Votre commission revêt à mes yeux une importance particulière, car lorsque l'on évoque la question du logement, on l'aborde tantôt sous le prisme de la construction, tantôt sous celui de la rénovation, mais il est rare que l'on examine ensemble ces deux aspects pourtant complémentaires Il ne faut pas en effet opposer ces deux dimensions. Lorsque je suis arrivée au ministère du logement en avril 2014, j'ai ainsi souhaité mener une action globale, avec le plan de relance pour le logement qui a d'abord été présenté en juin, puis complété en août 2014 : l'ambition était de traiter la question de la construction, sans oublier la rénovation. Pour résoudre la crise du logement, il faut agir sur ces deux leviers en même temps. Un ministre doit avoir une vision globale de toute la filière et ne pas opposer les acteurs les uns aux autres.
Je ne m'attarderai pas sur la construction aujourd'hui, mais cet aspect est important pour fluidifier les parcours résidentiels : lorsque l'on procède à la rénovation d'une copropriété dégradée par exemple, il convient d'avoir anticipé la question du relogement.

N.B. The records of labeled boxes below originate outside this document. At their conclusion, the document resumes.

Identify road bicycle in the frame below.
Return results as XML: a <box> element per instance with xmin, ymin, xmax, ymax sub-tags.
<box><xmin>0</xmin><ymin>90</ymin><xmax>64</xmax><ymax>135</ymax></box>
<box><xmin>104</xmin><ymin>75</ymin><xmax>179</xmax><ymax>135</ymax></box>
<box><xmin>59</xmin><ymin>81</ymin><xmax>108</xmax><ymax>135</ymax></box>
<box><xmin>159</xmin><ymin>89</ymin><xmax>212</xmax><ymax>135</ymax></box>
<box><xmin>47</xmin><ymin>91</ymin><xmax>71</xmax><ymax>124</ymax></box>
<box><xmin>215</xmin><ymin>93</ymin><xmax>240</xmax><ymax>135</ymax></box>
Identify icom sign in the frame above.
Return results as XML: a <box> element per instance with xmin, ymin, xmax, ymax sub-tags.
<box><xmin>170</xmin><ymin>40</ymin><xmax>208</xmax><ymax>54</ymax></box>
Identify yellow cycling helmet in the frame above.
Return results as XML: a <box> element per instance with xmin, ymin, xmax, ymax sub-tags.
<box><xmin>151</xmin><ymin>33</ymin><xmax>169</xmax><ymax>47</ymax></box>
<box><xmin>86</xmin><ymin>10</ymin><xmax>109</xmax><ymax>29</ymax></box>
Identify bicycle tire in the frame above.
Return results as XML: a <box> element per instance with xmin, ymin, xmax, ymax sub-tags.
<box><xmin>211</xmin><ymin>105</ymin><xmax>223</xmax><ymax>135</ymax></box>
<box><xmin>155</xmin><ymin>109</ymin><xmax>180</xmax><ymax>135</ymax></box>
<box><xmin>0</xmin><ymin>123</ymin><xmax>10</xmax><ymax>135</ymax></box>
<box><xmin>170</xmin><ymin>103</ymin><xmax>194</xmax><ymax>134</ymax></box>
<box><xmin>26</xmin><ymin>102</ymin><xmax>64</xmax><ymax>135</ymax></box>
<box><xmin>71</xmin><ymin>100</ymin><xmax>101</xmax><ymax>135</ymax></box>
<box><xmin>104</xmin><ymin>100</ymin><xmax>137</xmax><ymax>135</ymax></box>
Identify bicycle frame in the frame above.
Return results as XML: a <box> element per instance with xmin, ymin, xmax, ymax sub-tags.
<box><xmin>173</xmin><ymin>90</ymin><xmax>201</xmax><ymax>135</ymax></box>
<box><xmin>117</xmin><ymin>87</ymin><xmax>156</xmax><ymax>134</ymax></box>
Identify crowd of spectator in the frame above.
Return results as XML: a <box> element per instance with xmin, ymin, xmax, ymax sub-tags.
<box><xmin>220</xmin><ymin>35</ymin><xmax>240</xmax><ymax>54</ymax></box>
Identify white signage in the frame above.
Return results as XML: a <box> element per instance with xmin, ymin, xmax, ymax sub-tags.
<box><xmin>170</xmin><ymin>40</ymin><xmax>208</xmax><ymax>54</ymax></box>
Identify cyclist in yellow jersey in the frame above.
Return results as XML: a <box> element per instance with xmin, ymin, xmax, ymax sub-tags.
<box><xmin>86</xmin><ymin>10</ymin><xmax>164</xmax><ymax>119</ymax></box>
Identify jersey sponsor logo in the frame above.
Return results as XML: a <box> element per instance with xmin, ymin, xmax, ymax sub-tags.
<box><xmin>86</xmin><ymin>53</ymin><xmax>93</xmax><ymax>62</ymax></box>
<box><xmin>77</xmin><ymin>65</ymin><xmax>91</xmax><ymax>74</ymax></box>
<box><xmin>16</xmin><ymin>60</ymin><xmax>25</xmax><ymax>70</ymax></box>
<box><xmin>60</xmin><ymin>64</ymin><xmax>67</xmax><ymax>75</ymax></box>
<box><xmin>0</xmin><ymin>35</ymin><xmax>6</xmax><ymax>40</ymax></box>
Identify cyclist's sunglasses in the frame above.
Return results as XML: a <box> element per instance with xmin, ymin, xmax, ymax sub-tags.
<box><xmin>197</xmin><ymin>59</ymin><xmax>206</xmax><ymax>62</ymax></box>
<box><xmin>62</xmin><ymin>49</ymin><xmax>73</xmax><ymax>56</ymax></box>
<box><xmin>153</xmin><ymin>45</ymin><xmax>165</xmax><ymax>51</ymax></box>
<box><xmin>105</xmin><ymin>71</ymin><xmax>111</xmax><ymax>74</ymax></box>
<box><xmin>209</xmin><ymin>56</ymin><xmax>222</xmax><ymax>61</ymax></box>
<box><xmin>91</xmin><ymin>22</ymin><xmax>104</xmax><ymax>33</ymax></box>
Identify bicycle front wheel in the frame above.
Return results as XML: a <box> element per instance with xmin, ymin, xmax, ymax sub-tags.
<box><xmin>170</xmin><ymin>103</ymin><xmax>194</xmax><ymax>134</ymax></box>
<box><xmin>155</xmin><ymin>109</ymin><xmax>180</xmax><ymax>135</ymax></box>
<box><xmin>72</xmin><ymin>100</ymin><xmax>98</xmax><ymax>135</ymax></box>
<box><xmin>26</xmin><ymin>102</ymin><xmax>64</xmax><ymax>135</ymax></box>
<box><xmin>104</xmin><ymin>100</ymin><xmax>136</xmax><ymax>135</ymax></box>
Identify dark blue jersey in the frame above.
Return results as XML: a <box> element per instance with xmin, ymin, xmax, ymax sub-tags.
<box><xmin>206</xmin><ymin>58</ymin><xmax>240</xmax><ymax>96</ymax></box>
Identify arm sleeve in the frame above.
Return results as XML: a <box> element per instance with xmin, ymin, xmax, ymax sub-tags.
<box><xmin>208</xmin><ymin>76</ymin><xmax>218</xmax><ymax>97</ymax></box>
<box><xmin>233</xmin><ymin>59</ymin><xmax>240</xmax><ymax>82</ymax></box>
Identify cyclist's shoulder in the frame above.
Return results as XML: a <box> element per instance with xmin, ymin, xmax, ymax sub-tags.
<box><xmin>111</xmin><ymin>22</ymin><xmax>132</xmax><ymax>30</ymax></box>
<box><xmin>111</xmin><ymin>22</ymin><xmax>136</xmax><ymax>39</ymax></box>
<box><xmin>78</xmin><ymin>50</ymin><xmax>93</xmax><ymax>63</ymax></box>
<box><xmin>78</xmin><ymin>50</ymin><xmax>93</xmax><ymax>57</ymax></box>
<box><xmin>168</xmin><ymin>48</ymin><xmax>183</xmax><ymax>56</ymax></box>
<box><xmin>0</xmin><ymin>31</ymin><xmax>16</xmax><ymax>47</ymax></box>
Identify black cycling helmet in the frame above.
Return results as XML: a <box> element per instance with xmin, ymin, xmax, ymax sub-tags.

Le plan de relance avait deux priorités : soutenir la construction - je n'y reviens pas - et développer la rénovation thermique et énergétique. Ce plan a permis de donner une impulsion politique forte.
Un premier axe concernait le parc HLM. Nous avons mobilisé avec la Caisse des dépôts et consignations (CDC) plusieurs outils : le prêt à l'amélioration de l'habitat, l'éco-prêt logement social (éco-PLS) destiné à la rénovation thermique du parc de logements sociaux, et le prêt « anti-amiante » pour financer les surcoûts liés à la présence d'amiante en cas de rénovation globale. Un dispositif de mutualisation financière des ressources des bailleurs sociaux a permis de débloquer 750 millions en trois ans pour rénover le parc social.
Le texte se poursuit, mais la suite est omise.